Here are the search terms I used:
kennedy barack obama 1961 foundation $100,000
The first link oliverwillis.com
will give you references to 1960 and 1961 Time Magazine articles and other useful comments, including:
grabbingsand said: After doing some digging, I've found an answer or two about this disputed timeline. And if anyone can clarify further, go right ahead.
While it is a historical given that Kennedy didn't take office until January of 1961 (the same year that Barack, Jr. was born), it is entirely possible that the Kennedy clan was instrumental in his father's stateside arrival some years earlier.
In 1958, Tom Mboya, politician/activist/unionist from Kenya, launched a movement called Education Overseas, leading to the first educational airlift to the United States.*
Add to this a paragraph from a 1961 TIME magazine article:
Until now, African students have mostly got to the U.S. on their own and with enough disorganization to damage their studies. Kenya's passion, for example, led to the pell-mell "African Airlift" originated by Politician Tom Mboya that got so much publicity in the U.S. presidential campaign when the Kennedy Foundation beat the Eisenhower State Department to the punch with $100,000 air fare.*
So it is possible that early in the Kennedy campaign, Foundation money funded an airlift that brought Barack, Sr. stateside.
Is this a perfect explanation? No. But it makes the reference seem less like a bold-faced fabrication and more like a broad interpretation.
March 5, 2007 3:41 PM jb1125 said: That is what happened. No interpretation. Obama Sr was a part of Tom Mboya's "African Airlift." The Kennedy's paid for it.
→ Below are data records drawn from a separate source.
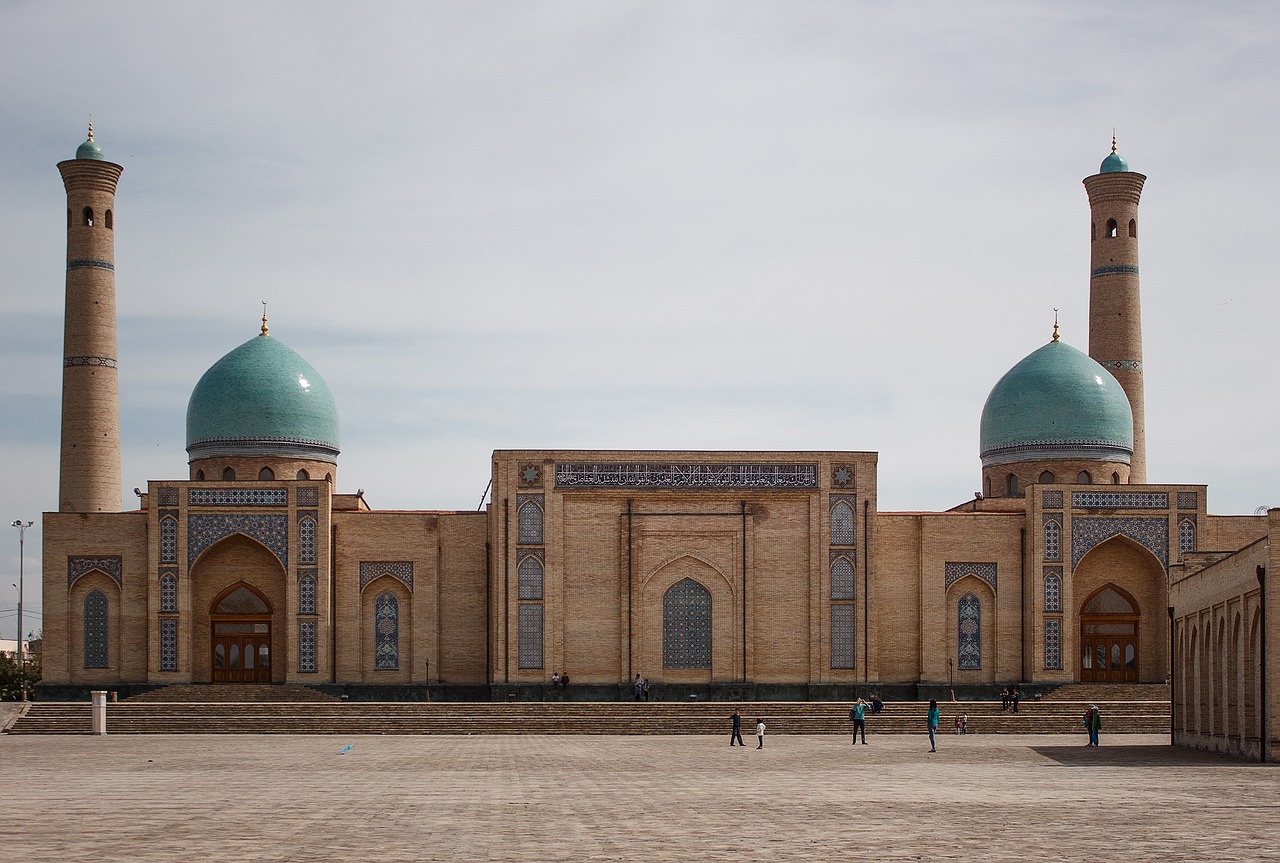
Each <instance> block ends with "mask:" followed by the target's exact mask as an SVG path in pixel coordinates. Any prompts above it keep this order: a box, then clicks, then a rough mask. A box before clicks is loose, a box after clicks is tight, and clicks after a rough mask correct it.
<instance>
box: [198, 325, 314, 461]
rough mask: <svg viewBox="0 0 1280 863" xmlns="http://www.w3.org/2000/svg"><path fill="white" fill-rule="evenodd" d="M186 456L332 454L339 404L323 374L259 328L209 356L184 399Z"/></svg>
mask: <svg viewBox="0 0 1280 863" xmlns="http://www.w3.org/2000/svg"><path fill="white" fill-rule="evenodd" d="M187 453H188V455H189V456H191V458H192V460H196V458H211V457H224V456H268V455H269V456H282V457H288V458H316V460H321V461H330V462H332V461H334V460H335V458H337V456H338V406H337V403H335V402H334V399H333V393H330V392H329V387H328V384H325V382H324V378H321V376H320V374H319V373H317V371H316V370H315V369H314V367H311V364H310V362H307V361H306V360H303V359H302V357H301V356H298V353H296V352H294V351H293V350H291V348H289V347H287V346H285V344H283V343H282V342H280V341H279V339H278V338H273V337H271V335H268V334H266V333H262V334H261V335H259V337H256V338H252V339H250V341H247V342H244V343H243V344H241V346H239V347H238V348H236V350H234V351H232V352H230V353H228V355H227V356H224V357H223V359H221V360H219V361H218V362H215V364H214V365H212V367H211V369H210V370H209V371H206V373H205V375H204V376H202V378H201V379H200V383H197V384H196V389H195V391H193V392H192V393H191V401H189V402H188V403H187Z"/></svg>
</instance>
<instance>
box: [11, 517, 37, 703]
mask: <svg viewBox="0 0 1280 863" xmlns="http://www.w3.org/2000/svg"><path fill="white" fill-rule="evenodd" d="M33 524H36V522H35V521H23V520H22V519H15V520H14V522H13V526H14V528H17V529H18V677H19V680H20V681H22V682H20V684H19V686H20V688H22V700H27V662H26V658H24V657H23V653H22V589H23V586H26V581H24V580H23V563H24V561H23V558H24V557H26V554H24V549H26V544H27V528H29V526H31V525H33Z"/></svg>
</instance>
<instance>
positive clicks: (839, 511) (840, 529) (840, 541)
mask: <svg viewBox="0 0 1280 863" xmlns="http://www.w3.org/2000/svg"><path fill="white" fill-rule="evenodd" d="M828 503H829V504H831V544H832V545H852V544H854V540H855V536H854V529H855V526H856V524H858V515H856V512H855V511H854V498H852V496H847V494H832V496H831V499H829V501H828Z"/></svg>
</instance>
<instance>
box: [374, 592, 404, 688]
mask: <svg viewBox="0 0 1280 863" xmlns="http://www.w3.org/2000/svg"><path fill="white" fill-rule="evenodd" d="M374 670H375V671H398V670H399V599H397V598H396V594H394V593H392V592H390V590H384V592H383V593H380V594H378V598H376V599H374Z"/></svg>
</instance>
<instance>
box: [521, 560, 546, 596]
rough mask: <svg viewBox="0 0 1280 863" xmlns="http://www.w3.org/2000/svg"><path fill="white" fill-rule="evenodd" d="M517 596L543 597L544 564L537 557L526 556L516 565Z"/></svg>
mask: <svg viewBox="0 0 1280 863" xmlns="http://www.w3.org/2000/svg"><path fill="white" fill-rule="evenodd" d="M516 598H517V599H541V598H543V565H541V563H540V562H539V561H538V558H536V557H531V556H530V557H526V558H525V560H522V561H521V562H520V566H517V567H516Z"/></svg>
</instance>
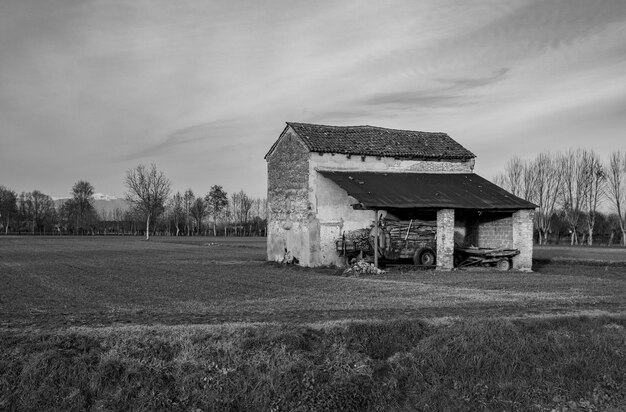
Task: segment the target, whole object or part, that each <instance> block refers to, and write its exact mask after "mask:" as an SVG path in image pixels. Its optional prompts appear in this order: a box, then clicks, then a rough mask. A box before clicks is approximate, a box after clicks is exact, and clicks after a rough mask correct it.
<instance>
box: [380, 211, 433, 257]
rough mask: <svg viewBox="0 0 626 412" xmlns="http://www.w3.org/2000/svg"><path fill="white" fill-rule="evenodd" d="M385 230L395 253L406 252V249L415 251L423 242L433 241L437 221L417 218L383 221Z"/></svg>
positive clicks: (428, 241) (391, 249)
mask: <svg viewBox="0 0 626 412" xmlns="http://www.w3.org/2000/svg"><path fill="white" fill-rule="evenodd" d="M385 231H386V232H387V233H388V234H389V241H390V243H391V245H390V246H391V247H390V249H391V250H392V251H394V252H396V253H401V252H404V253H406V252H407V251H408V250H413V251H415V249H416V248H419V247H421V246H422V245H424V244H428V243H434V242H435V238H436V236H437V222H436V221H433V220H419V219H413V220H409V221H388V222H385ZM404 253H402V254H404Z"/></svg>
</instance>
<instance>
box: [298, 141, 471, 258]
mask: <svg viewBox="0 0 626 412" xmlns="http://www.w3.org/2000/svg"><path fill="white" fill-rule="evenodd" d="M473 167H474V162H473V160H471V161H465V162H460V161H445V162H444V161H442V162H437V161H423V160H400V159H393V158H388V157H381V158H378V157H374V156H365V157H361V156H350V157H348V156H346V155H340V154H335V155H332V154H328V153H324V154H323V155H320V154H319V153H310V154H309V188H310V189H309V203H310V204H311V211H312V212H314V213H315V215H316V217H317V221H318V223H319V227H320V230H319V235H320V238H319V241H318V242H315V241H314V240H313V239H312V242H315V243H316V244H319V253H318V255H317V256H312V260H311V263H312V264H313V265H314V266H318V265H331V264H334V265H338V266H341V265H343V264H344V262H343V259H342V258H341V257H339V256H338V255H337V252H336V249H335V239H337V238H338V237H340V236H341V234H342V233H344V232H349V231H351V230H355V229H361V228H366V227H369V226H371V225H373V223H374V221H375V219H376V215H375V213H374V211H372V210H354V208H353V207H352V205H353V204H357V203H358V201H357V200H356V199H354V198H353V197H351V196H348V194H347V193H346V192H345V191H344V190H343V189H341V188H340V187H339V186H337V185H336V184H335V183H334V182H333V181H332V180H330V179H328V178H326V177H324V176H322V175H321V174H319V173H318V171H319V170H334V171H367V172H416V173H417V172H422V173H427V172H440V173H469V172H471V171H472V170H473Z"/></svg>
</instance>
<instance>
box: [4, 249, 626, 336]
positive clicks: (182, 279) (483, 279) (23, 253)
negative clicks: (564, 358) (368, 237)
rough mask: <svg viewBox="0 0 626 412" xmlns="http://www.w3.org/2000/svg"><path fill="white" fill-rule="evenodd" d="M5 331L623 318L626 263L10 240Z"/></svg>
mask: <svg viewBox="0 0 626 412" xmlns="http://www.w3.org/2000/svg"><path fill="white" fill-rule="evenodd" d="M0 245H1V246H2V247H1V248H0V268H1V269H2V270H1V277H0V282H2V287H0V308H1V309H2V310H1V311H0V327H4V328H9V329H11V328H24V327H28V326H30V327H36V328H58V327H68V326H79V325H89V326H97V325H101V326H106V325H119V324H149V325H155V324H172V325H177V324H220V323H224V322H295V323H301V322H320V321H333V320H338V321H341V320H359V319H360V320H368V319H400V318H402V319H423V318H430V317H442V316H480V317H485V316H512V315H518V314H524V313H527V314H541V313H544V314H559V313H561V314H563V313H568V312H571V311H580V310H604V311H607V312H611V313H621V312H623V311H624V308H625V307H626V298H625V296H626V276H624V271H623V268H621V267H610V266H604V267H603V266H593V267H591V266H580V265H579V266H570V265H557V264H545V263H543V264H540V265H537V271H536V272H534V273H519V272H507V273H502V272H494V271H473V272H466V271H454V272H449V273H438V272H433V271H415V272H405V271H400V270H393V269H392V270H391V271H390V272H389V273H386V274H384V275H377V276H369V277H364V278H344V277H340V276H335V274H336V273H337V272H338V271H336V270H333V269H315V270H314V269H304V268H298V267H285V266H280V265H275V264H268V263H265V262H264V261H263V259H264V253H265V243H264V239H252V240H250V239H243V240H242V239H234V240H233V239H232V238H228V239H227V240H222V239H213V238H156V240H153V241H150V242H146V241H143V240H140V239H137V238H4V237H3V238H0Z"/></svg>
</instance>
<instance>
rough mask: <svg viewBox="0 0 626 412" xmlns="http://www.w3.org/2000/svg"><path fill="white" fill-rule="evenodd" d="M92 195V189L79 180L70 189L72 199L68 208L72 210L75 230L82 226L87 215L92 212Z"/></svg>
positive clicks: (81, 226)
mask: <svg viewBox="0 0 626 412" xmlns="http://www.w3.org/2000/svg"><path fill="white" fill-rule="evenodd" d="M93 194H94V188H93V186H92V185H91V183H89V182H87V181H84V180H81V181H79V182H76V184H74V186H73V187H72V199H70V200H71V202H68V206H71V207H72V208H74V216H75V217H76V220H77V221H76V229H77V230H78V228H80V227H82V226H83V225H84V223H85V218H86V217H87V215H88V214H89V213H91V212H93V211H94V207H93Z"/></svg>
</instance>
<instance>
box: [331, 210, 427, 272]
mask: <svg viewBox="0 0 626 412" xmlns="http://www.w3.org/2000/svg"><path fill="white" fill-rule="evenodd" d="M375 230H376V228H374V227H373V226H371V227H369V228H363V229H357V230H353V231H350V232H345V233H343V235H342V237H341V238H339V239H336V240H335V245H336V250H337V252H338V253H339V254H340V255H341V256H346V257H348V258H352V257H355V256H357V255H360V256H361V257H363V258H365V259H367V258H371V257H372V256H373V255H374V245H375V243H376V242H375V238H376V236H375ZM436 234H437V222H436V221H432V220H421V219H412V220H408V221H391V220H389V221H383V222H381V225H380V226H379V232H378V237H377V238H378V256H379V258H381V259H383V260H385V261H387V262H394V261H398V260H400V259H413V262H414V264H415V265H418V266H424V267H434V266H435V262H436V259H437V255H436V250H437V241H436Z"/></svg>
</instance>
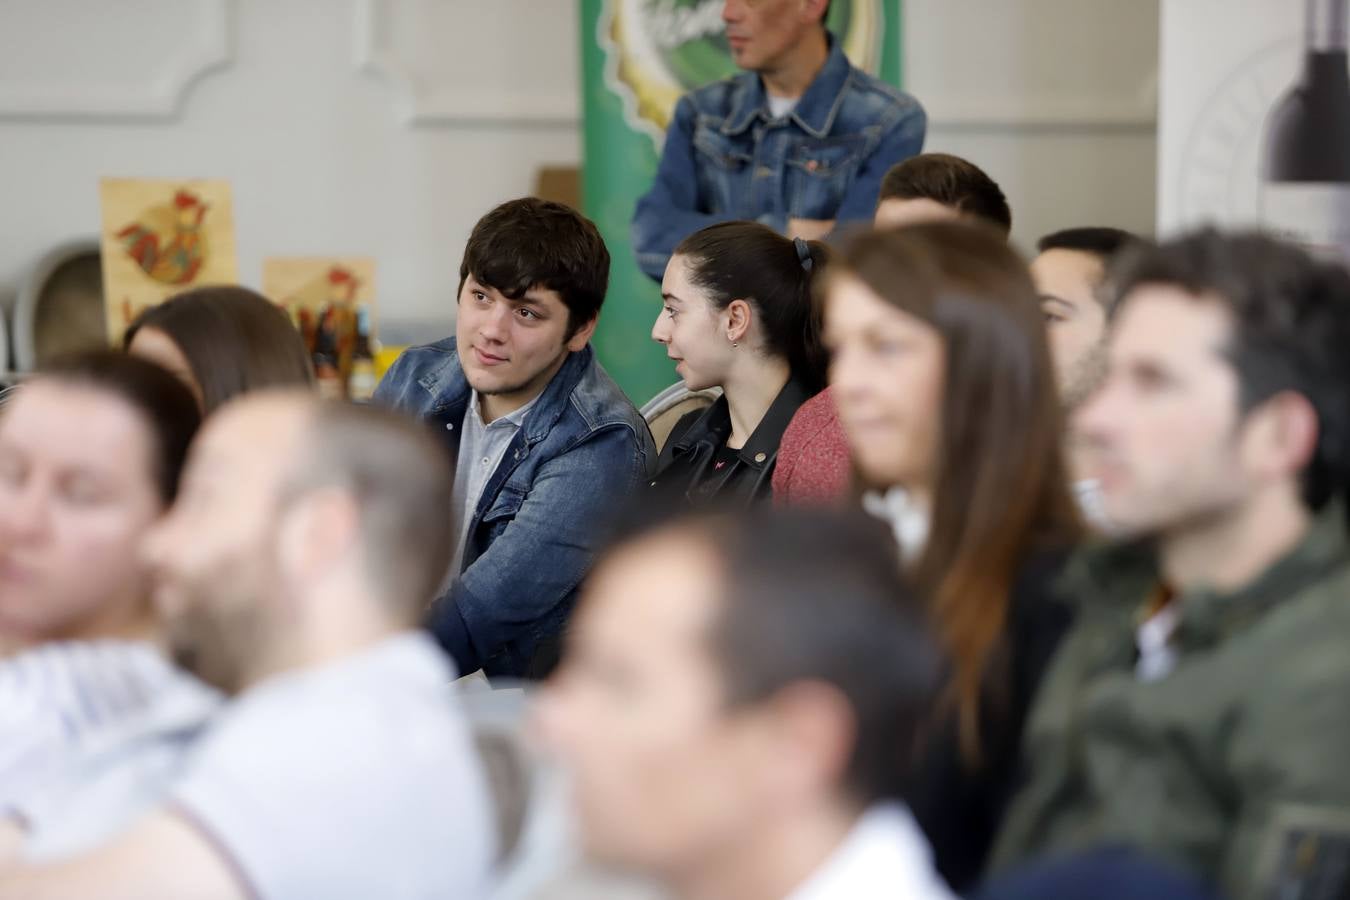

Here's what Obama said, " So the Kennedy’s decided we’re going to do an air lift. We’re going to go to Africa and start bringing young Africans over to this country and give them scholarships to study so they can learn what a wonderful country America is."
There's no interpretation there.
From Time Aug 29, 1960 "Visiting the U.S. in July, Mboya wanted to meet both candidates. Nixon was busy in Chicago at the G.O.P. convention; Mboya sought out Jack Kennedy at his Hyannisport retreat. Concerned about the wavering U.S. Negro vote,
Kennedy offered to contribute part of the airlift expenses from his family's Joseph P. Kennedy Jr. Foundation (named after the brother killed in World War II) and to look around for other private funds to help the grounded students. Sargent Shriver, Kennedy's brother-in-law and managing director of the family foundation, found no uncommitted funds in other charitable foundations, in the end recommended that the Kennedy Foundation put up the entire $100,000, and provide unstipulated help for students during their stay in the U.S."
From Sept 11, 2006 WorldPress.org "Why has he been so successful? His deceased Kenyan father, Barack Hussein Obama, had benefited from the famous airlift of Kenyans in the 1960's, and won a scholarship to further his education in Hawaii — spearheaded by a former Kenyan cabinet minister, the late Tom Mboya." worldpress.org
From Nov 1, 2004 The East African "Like Obama Senior, I too went to the US on the famous Tom Mboya Airlift of 1959 [when hundreds of Kenyan students were given scholarships to American universities]. I first met Obama Senior in Tom Mboya's Nairobi office [Mboya was then the secretary general of the Kenya Federation of Labour]. Obama and I met up again on returning to Nairobi and remained drinking buddies for many years." nationmedia.com
March 5, 2007 4:58 PM Ralph said: Excellent piece, Oliver, and kudos for putting in your personal feelings -- which I think matter a lot, and which help make your point.